По другому времени попал бы казак Черкас на дыбу за слова свои воровские, да нонеча не как раньше. Что ни день — набат, черный народ колобродит, смуту чинит. Потому не стали словам значения придавать. Тем более что нонеча и Черкас человек не простой, а голова служилых казаков Иван Александров, не ровен час, и с «вичем» зваться станет. Иван Александрович. Тогда дьякам-то за ковы и злобства противу себя — помянет. Решили слова оставить без последствий. А в Сибирь все же не пускать.
Тем более что ценил Черкаса дьяк думный Урусов и часто в сысках быть его заставлял. Особливо любил расспрашивать, как Ермак всех иноземных людишек одним махом в поход уволок.
— А тамо о них и славы нет. Перемерли... — смеялся, щуря черные глаза, Урусов.
Черкас вспоминал долговязых литвин, рыжего немца и других иноземных людей, с которыми в Сибирь сплавлялся да в сражениях плечо в плечо стоял; с которыми из одного казана щербу хлебал, из одного бочонка сухари ел... И смеяться ему вовсе не хотелось.
— Отпустите меня в Сибирь! Тошно мне здеся! — просился он и уж совсем в крайности кричал: — Я — казак вольный! Мне — везде дороги! Не пустите добром — сам уйду!
Урусов-дьяк такому буйству Черкаса опять-таки только смеялся:
— Был ты вольный казак, а теперь голова — куда ты уйдешь? Да и не на Дон, а в Сибирь... Сибирь-то — вотчина государева, а не дикое поле!

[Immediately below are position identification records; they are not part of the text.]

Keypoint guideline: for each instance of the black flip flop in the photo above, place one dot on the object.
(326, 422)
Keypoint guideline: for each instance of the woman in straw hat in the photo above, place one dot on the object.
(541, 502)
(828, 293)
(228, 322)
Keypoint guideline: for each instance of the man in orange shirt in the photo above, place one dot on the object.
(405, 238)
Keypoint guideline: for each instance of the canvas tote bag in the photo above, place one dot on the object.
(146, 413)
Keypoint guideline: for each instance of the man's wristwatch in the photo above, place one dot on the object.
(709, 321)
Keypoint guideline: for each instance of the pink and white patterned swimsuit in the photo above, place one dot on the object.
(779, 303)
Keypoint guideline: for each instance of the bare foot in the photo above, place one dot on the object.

Ах, Москва, как умеешь ты людей неволить!
Черным осенним вечером, когда шуршал за окном мелкий слякотный дождь, вернулся Черкас в дом Али-ма-сотника и, сидя у теплой изразцовой печи, рассказывал услышанное от Урусова:
— Как мы пришли сюды Печорским ходом, да сибирскую мягкую казну привезли, в те поры здесь и англичане случи лися. Как раз ихнее посольство здеся пребывало.
— Да помню, помню... — кивал Алим, и подросший, стриженный под горшок Якимка, радуясь тому, что его не гонят от взрослой беседы, слушал так, будто норовил Черкасу в рот прыгнуть.